In episode five of “Bethenny and Fredrik,” we’re given a respite from weeks of urban stress and conflict in a dispatch spent nearly entirely away from home. After the last show closed with Bethenny inviting Fredrik out to her Hamptons house, with the hopes of moving their partnership to the beach-home sphere, we see him arrive on her Bridgehampton doorstep, flowers and pie in hand. Sooner than Bethenny can fill him in on her dating life (she lets drop that Dennis, her on-and-off love, will be stopping by), they’re off to look at homes. (Naturally, Bethenny is driving a custom Ford convertible done up in the colors of her Skinnygirl brand.)
Bethenny is excited by the fact that she’s seen a lot of price reductions in the area, while Fredrik is hesitant about doing business in a territory that’s wholly unfamiliar. While his professional knowledge offers him a one-up on Bethenny back in the city, here on her turf, that may not be the case. Stop one is Sagaponack, which Bethenny classifies as “baller, shot caller” territory. A broker shows them a 1700s farmhouse that’s recently been relisted for $1.83 million. The 4-bedroom, 2,000-square-foot home has a cozy charm, and is one of the first properties they’ve actually shown interest in. That it’s a bit dated is a plus — there’s plenty of room for them to add value through a renovation.
Bethenny has a hard time hiding her enthusiasm from the broker, Jane, and Fredrik is shocked that they’ve found something he likes so quickly.

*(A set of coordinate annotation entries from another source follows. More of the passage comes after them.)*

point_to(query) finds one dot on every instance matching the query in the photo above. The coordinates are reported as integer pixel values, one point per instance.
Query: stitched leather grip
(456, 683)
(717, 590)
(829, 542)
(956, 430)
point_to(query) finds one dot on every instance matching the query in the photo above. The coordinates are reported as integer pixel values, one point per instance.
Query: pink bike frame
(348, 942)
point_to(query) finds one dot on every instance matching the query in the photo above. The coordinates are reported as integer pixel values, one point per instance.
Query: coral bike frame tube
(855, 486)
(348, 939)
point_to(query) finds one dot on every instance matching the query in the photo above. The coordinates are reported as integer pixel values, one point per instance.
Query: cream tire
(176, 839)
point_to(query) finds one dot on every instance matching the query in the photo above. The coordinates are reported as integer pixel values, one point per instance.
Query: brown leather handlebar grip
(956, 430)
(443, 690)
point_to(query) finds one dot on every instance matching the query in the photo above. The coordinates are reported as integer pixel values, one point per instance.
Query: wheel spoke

They offer the broker $1.2 million. It’s significantly under asking, but they’re emboldened by the fact that the place was already listed once unsuccessfully, and that the market in Sagaponack, which seems to have endless homes for sale, has slowed. They’re sure there’s some wiggle room in the price tag. Unlike Bethenny, the Wasp-y broker has perfected her poker face, so they’re left without a clue about the odds of the seller accepting their offer, and head home to anxiously await further word.
That evening, Fredrik and Bethenny play host to a crowd that includes Bethenny’s coworkers Bailey and Julia, Fredrik’s assistant Jordan, and Bethenny’s who-knows-what Dennis. After a few drinks, Jordan’s touting his dance skills (it’s a “club bump and grind” type of thing), and Dennis, who clearly got the memo from Bravo HQ, has offered $10,000 to the winner of a dance-off. “Shake your moneymaker, bitches,” Bethenny advises. Neither Fredrik nor Bethenny is willing to throw a bone to one of their likely underpaid staffers, so after a series of increasingly frantic routines it’s inevitably Fredrik that ends up with the pile of cash.
The next afternoon, Fredrik calls Jane and learns that the seller, who lives in Greece, is adamantly unwilling to counter their bid of $1.2 million. The pair are taken aback to learn that the owner seems to have no interest in even engaging with them, and the broker seems to echo their concern. Bethenny thinks she knows what’s going on. “In the Hamptons, there are people that aren’t real sellers. I can’t figure out what their motivation is. They sort of just throw their house on the market to see what happens. See if they get a bite for full ask, and then they still won’t take it,” she explains.
Fredrik is really frustrated by the fact that after seeing a string of disappointing and overpriced Manhattan homes, they’ve finally found what they’re looking for, and yet it seems to be a no-go. But Bethenny’s not letting it slow her down, and instead moves ahead with 10 Madison Square West by bringing Dennis, whom she describes as “a new-construction kind of guy,” over for a look. Dennis thinks Fredrik’s proposed listing price of $4.995 million is high, but trusts that Fredrik has a decent sense of the landscape.
The episode was light on money conflict, but it makes sure to pick that thread up in the final minutes. With Bethenny thinking that listing the Madison Square 2-bedroom close to $5 million might not be feasible, she’s more motivated than ever to make sure the renovation stays entirely on budget. Asking the contractor James whether he’s still on track to finish under $300,000, he assures he that he totally is — except that they may not have included the pricey closets in the final tally. Or the costs of paying the designers.
Fredrik seems to remember the budget limit being set at $350,000, but the video reel backs up Bethenny’s insistence that it’s always been 300K. It seems that one week of tranquility was enough, and we’ll soon be back where we’ve always belonged — in the well-trod world of furious phone calls, hurled insults and thrown drinks.